➀take Z_i=X_i-E\lbrack X_i\rbrack, for all i, then Z_i\in\lbrack a_i,b_i\rbrack and E\lbrack Z_i\rbrack=0 just holds.
P(\frac {1}{n}\cdot\sum_{i=1}^{n}(X_i-E\lbrack X_i\rbrack))=P(\frac {1}{n}\cdot\sum_{i=1}^{n}(Z_i)), then
P(\frac {1}{n}\cdot\sum_{i=1}^{n}(X_i-E\lbrack X_i\rbrack)\ge\varepsilon)=P(\frac {1}{n}\cdot\sum_{i=1}^{n}(Z_i)\ge\varepsilon)
\Rightarrow P(\sum_{i=1}^{n}(X_i-E\lbrack X_i\rbrack)\ge n\cdot\varepsilon)=P(\sum_{i=1}^{n}(Z_i)\ge n\cdot\varepsilon)

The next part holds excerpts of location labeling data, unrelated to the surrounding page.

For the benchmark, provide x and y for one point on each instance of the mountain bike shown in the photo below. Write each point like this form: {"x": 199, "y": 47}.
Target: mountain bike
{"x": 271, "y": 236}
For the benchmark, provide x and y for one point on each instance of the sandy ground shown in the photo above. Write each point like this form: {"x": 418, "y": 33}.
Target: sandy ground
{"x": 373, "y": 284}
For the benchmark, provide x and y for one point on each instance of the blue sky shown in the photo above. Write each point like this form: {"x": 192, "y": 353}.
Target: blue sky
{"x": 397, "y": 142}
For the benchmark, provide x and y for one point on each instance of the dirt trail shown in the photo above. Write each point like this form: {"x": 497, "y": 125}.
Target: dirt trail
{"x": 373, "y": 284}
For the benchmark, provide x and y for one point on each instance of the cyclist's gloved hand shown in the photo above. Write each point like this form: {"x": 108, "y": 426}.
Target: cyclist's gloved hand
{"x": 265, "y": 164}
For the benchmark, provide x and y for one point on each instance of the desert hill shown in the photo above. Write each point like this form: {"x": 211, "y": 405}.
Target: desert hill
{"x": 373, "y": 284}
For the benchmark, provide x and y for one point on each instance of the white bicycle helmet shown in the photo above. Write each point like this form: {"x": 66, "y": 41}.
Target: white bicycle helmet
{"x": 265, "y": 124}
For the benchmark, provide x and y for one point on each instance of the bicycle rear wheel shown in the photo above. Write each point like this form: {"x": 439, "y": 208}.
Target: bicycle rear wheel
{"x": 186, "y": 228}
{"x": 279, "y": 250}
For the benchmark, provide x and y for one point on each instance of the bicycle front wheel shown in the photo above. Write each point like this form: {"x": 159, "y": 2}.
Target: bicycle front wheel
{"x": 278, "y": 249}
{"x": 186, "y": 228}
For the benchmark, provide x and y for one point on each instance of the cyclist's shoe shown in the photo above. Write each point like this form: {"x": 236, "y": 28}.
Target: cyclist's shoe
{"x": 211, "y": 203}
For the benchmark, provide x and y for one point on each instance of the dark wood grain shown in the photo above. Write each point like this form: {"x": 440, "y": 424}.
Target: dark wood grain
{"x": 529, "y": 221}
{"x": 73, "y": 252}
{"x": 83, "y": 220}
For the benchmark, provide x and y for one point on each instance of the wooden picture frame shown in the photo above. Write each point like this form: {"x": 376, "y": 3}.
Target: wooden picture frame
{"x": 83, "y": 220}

➁take t=n\cdot\varepsilon, then we have
P(\sum_{i=1}^{n}(Z_i)\ge n\cdot\varepsilon)
=P(\sum_{i=1}^{n}(Z_i)\ge t)
=P(exp(\sum_{i=1}^{n}(s\cdot Z_i))\ge exp(s\cdot t))
\le E\lbrack (\prod_{i=1}^{n}exp(s\cdot Z_i))\rbrack\cdot exp(-s\cdot t)
=\prod_{i=1}^{n} E\lbrack exp(s\cdot Z_i)\rbrack\cdot exp(-s\cdot t)
\le exp(-s\cdot t)\cdot\prod_{i=1}^{n} exp(\frac {s^2\cdot (b_i-a_i)^2}{8})
=exp(\sum_{i=1}^{n}\frac {s^2\cdot (b_i-a_i)^2}{8}-s\cdot t)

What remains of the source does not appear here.